Foto: APA/ROLAND SCHLAGER

Wien - Tony Kushners neues Drama mit dem langen Titel Ratgeber für den intelligenten Homosexuellen zu Kapitalismus und Sozialismus mit Schlüssel zur Heiligen Schrift ist eine Grußbotschaft an Europa. An den im Stück ausgetragenen Streitigkeiten einer italienischstämmigen Familie in Brooklyn liest man einerseits die revolutionäre Energie ihrer europäischen Vorfahren ab.
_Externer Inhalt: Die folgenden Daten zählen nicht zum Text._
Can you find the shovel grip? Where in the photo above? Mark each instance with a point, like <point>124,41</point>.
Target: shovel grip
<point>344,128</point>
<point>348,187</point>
Zugleich aber verlangt Kushner uns Europäern einen anderen Blick auf Amerika ab: einen, der jenseits von Konsum und Ego-shootertum ansetzt und der in ein altes Brownstone-Haus lenkt, wo ebendiese hochpolitische, kampflustige, ideologisch heterogene Familie zusammengekommen ist.

Der Anlass: Der alte Familienvater Augusto Giuseppe Garibaldi Marcantonio (Erich Schleyer), kurz Gus genannt, konfrontiert seine Kinder und Schwiegerkinder mit seinem Suizidplan. Sein Leben sei zu Ende, seine (kommunistischen) Überzeugungen hätten in der Welt von heute keinen Platz mehr. Zuvor möchte er das große Haus verkaufen und das Erbe gerecht verteilen. Die Kinder zucken aus - in den auf der Volkstheater-Drehbühne verschachtelten Bücherregalwänden (Bühne: Wolf Gutjahr): Tochter Emty, eine energische Arbeitsanwältin (Claudia Sabitzer) und ihre hochschwangere Partnerin Maeve (Martina Stilp), Sohn Vinnie (Roman Schmelzer), der als Unternehmer weniger um die väterlichen Utopien als um die väterliche Liebe fürchtet. Und Sohn Pill (Hans Piesbergen), ein schwuler Geschichtelehrer, dessen Ehe mit Paul (Ronald Kuste) von einem jungen Stricher (Robert Prinzler) auf die Probe gestellt wird. Sex gegen Geld, gerechter Lohn also, befriedet die Verhältnisse, findet er.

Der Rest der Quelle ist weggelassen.